Well, the difference is A Separation is an Iranian film because it’s from Iran. We could say Middle of Nowhere is an American film because it’s from America. Why do we have to get more specific?
We do get more specific because there are all kinds of Americas, right? There’s black America, there’s white America, there’s Latino America. We are a melting pot and we have a lot of nooks and crannies and segregation and separation and culturally specific experiences, so I think it’s kind of fantasy to just say Americans in this political landscape that we’re in. What does that mean exactly? There are so many different types of us. So what I say is let’s invite everyone in. We made a film that is based in black America, the specific story is, but I think the heart of the film is about family, it’s about loss, it’s about loyalty. It’s about all the things that are of concern to us all.
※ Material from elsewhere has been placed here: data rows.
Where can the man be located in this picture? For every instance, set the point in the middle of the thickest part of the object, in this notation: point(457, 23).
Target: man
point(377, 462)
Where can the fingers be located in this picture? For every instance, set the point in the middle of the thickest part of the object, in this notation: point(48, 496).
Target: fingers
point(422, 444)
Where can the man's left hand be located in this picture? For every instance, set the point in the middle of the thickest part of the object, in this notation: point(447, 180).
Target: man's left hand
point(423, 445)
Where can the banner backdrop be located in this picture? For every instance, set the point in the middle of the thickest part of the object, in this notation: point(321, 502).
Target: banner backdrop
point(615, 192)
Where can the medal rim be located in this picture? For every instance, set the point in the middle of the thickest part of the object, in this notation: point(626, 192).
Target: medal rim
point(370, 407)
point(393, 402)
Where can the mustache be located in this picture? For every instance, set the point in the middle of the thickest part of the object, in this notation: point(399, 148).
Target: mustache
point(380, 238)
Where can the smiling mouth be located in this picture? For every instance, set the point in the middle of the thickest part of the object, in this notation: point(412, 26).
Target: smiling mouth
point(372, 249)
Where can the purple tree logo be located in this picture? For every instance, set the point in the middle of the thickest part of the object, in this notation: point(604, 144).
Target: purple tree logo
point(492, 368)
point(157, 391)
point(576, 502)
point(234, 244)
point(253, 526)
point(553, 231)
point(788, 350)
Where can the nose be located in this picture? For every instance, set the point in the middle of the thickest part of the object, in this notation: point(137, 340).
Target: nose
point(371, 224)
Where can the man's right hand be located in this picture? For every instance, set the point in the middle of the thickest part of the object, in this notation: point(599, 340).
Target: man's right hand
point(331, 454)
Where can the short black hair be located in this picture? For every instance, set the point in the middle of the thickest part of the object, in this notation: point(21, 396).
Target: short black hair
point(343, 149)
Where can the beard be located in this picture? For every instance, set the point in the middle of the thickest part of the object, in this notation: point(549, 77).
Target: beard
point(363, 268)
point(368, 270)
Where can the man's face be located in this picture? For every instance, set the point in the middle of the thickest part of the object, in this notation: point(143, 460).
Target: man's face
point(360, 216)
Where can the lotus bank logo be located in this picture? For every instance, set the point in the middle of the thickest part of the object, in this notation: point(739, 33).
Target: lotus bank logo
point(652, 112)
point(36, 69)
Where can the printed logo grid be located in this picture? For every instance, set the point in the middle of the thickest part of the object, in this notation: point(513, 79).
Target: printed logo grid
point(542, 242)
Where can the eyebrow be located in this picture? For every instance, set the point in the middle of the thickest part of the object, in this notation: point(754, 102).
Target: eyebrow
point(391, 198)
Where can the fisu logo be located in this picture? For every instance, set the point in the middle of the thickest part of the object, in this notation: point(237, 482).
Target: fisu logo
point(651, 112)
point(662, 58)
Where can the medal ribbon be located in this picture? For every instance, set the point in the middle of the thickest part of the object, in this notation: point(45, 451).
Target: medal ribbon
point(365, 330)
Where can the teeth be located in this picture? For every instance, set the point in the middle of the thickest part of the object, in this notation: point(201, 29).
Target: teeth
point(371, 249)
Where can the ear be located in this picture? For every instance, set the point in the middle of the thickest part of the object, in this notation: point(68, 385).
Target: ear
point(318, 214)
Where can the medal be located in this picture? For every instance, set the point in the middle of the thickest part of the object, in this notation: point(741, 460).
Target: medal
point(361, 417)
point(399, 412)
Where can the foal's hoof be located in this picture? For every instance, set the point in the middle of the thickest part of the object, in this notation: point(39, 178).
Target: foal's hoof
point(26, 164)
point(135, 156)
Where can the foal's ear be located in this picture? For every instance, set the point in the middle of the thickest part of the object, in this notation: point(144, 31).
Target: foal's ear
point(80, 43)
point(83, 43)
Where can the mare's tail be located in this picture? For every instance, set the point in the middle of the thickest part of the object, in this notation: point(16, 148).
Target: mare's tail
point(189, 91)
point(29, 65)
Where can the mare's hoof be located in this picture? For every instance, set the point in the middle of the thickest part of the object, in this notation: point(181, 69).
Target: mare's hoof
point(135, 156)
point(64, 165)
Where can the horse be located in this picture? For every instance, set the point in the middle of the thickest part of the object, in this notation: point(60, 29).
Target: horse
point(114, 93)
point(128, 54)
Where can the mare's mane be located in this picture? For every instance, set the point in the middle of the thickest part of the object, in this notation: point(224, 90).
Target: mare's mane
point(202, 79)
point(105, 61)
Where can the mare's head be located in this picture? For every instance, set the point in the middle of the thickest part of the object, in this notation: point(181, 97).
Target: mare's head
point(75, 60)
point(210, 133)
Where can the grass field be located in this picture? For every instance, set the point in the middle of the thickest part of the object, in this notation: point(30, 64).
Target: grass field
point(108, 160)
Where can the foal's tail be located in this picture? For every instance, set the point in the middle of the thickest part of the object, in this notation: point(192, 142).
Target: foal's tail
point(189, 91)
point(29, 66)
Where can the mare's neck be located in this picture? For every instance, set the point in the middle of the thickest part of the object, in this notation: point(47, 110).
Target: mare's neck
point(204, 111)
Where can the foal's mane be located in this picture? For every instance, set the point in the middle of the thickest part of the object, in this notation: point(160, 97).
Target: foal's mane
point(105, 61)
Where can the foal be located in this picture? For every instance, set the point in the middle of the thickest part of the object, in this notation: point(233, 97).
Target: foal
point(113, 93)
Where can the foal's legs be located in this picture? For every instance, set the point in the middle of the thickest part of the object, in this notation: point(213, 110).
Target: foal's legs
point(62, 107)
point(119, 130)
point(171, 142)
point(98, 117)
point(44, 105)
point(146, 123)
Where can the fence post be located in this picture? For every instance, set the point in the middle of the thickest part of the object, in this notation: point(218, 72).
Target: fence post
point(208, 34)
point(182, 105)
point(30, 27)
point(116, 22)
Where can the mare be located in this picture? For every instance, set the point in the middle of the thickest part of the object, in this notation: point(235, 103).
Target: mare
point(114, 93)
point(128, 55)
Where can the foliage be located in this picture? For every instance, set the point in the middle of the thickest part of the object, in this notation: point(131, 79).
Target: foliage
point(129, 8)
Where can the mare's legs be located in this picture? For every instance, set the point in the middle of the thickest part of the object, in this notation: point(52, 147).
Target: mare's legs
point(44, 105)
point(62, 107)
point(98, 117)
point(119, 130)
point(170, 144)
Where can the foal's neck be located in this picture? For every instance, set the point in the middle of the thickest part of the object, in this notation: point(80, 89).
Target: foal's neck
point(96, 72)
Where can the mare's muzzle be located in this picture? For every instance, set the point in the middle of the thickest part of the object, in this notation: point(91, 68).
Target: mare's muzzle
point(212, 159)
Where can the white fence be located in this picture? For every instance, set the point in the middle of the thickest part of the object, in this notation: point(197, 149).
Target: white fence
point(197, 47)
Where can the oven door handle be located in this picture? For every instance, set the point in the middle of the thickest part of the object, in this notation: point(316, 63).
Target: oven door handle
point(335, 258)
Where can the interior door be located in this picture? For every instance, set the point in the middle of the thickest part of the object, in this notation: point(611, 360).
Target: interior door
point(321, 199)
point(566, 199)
What is your next film going to be?
Right now I’m making a film for ESPN Films, a documentary, one of their 30 for 30 on this very little known story about Venus Williams, this three year period where she fought for fair pay at Wimbledon. She got the UN involved and Tony Blair talked about it on the floor of parliament and she wrote letters in the UK newspapers. She was very active and feminist during this time, because up until 2007, men were paid one amount if they won and women were paid a lesser amount, so she didn’t like that.
Up to 2007???
Yeah. Crazy, right? Insane so she fought against that, like a three year campaign with the Women’s Tennis Association and she really headed it up and was architect of a lot of it. It all took place in the UK so people here don’t really know about it but we’re doing a documentary about that time in her life. It’s called Venus Versus and it’ll be out on ESPN next summer.
Who did you interview for it?
I followed her around all this summer, so I shot her at Wimbledon. I shot her at her home in Palm Beach, FL. I followed her around throughout the summer at various matches and am still actively interviewing quite a few folks but yeah, it’s a wide spectrum of players, tennis executives, journalists and cultural thinkers to examine this moment.
Are you going to get Tony Blair?
Ha ha ha, no, I don't think I’m going to get him. I went over to Wimbledon and we didn’t get him but we got a lot of other people there who were crucial to the campaign, high ranking folks at the United Nations. It just really showed how deep she went in this fight.